2. Unilateral investment disrupts the balance of the relationship

1. Invisible emotional debt

Long term unilateral investment can create an unbalanced psychological account in the relationship, and the recipient may have two reactions: either the pressure doubles due to the inability to receive equal returns, or the investment is recklessly overdrawn like an interest free loan.

2. Depriving the other party of their sense of participation

Taking care of all the details of life may seem considerate, but in reality, it deprives the other party of the right to manage relationships.

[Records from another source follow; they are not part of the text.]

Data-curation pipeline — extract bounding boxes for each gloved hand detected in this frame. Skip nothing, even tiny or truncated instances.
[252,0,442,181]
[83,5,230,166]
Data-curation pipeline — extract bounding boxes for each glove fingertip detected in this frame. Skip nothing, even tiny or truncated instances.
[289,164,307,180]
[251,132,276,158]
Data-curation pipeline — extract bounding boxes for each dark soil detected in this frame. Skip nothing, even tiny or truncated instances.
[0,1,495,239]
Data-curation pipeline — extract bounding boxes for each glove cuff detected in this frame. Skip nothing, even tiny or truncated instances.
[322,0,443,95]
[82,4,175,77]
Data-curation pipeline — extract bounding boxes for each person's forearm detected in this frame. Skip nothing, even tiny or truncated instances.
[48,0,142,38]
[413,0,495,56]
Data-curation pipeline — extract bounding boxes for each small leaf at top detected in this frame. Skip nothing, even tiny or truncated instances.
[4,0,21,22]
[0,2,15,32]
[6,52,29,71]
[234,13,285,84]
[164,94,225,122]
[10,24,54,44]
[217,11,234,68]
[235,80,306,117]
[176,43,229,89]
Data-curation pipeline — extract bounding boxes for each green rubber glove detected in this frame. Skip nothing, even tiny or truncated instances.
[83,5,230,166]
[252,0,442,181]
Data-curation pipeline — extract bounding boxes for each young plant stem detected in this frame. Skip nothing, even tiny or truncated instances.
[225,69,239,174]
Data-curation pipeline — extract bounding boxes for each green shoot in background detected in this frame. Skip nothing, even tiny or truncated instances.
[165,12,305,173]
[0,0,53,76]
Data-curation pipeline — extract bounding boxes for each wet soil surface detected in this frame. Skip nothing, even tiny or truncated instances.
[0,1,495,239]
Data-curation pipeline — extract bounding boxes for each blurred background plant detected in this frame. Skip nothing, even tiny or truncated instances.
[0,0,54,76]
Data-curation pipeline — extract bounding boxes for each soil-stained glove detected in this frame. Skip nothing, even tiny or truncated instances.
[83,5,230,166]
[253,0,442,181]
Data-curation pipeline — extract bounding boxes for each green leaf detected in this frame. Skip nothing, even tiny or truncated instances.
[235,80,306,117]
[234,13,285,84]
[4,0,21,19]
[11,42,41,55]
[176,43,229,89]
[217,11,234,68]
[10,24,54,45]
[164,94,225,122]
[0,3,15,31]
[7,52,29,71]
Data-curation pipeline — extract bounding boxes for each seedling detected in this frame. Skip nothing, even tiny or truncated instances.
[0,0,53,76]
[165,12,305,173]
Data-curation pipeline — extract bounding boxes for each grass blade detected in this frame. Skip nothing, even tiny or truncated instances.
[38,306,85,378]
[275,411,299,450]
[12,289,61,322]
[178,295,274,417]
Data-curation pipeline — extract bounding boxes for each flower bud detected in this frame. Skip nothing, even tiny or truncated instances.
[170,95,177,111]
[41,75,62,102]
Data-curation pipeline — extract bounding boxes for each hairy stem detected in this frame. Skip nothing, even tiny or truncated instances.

Just like playing a two player game where you take on all the levels, your teammates may find it boring.

3. Self moving giving hides a desire for control

1. The gentle kidnapping of "I do it for you"

Staying up late knitting scarves without ever asking him if he likes the color, preparing three meals according to his own taste without caring about his preferences, this kind of giving often hides the expectation of "you should be moved".

2. Neglecting real needs

When he may need alone space, you insist on accompanying him, and only provide comfort when he wants to solve problems. It's like giving ice cream to people in the desert, no matter how expensive it is, it's not what they need the most. A healthy relationship should be like playing table tennis, where there are ups and downs to make it fun. Try to keep one of the three daily cares for yourself and keep some mystery for them to explore actively. The true attraction lies not in how much you give, but in how valuable you are.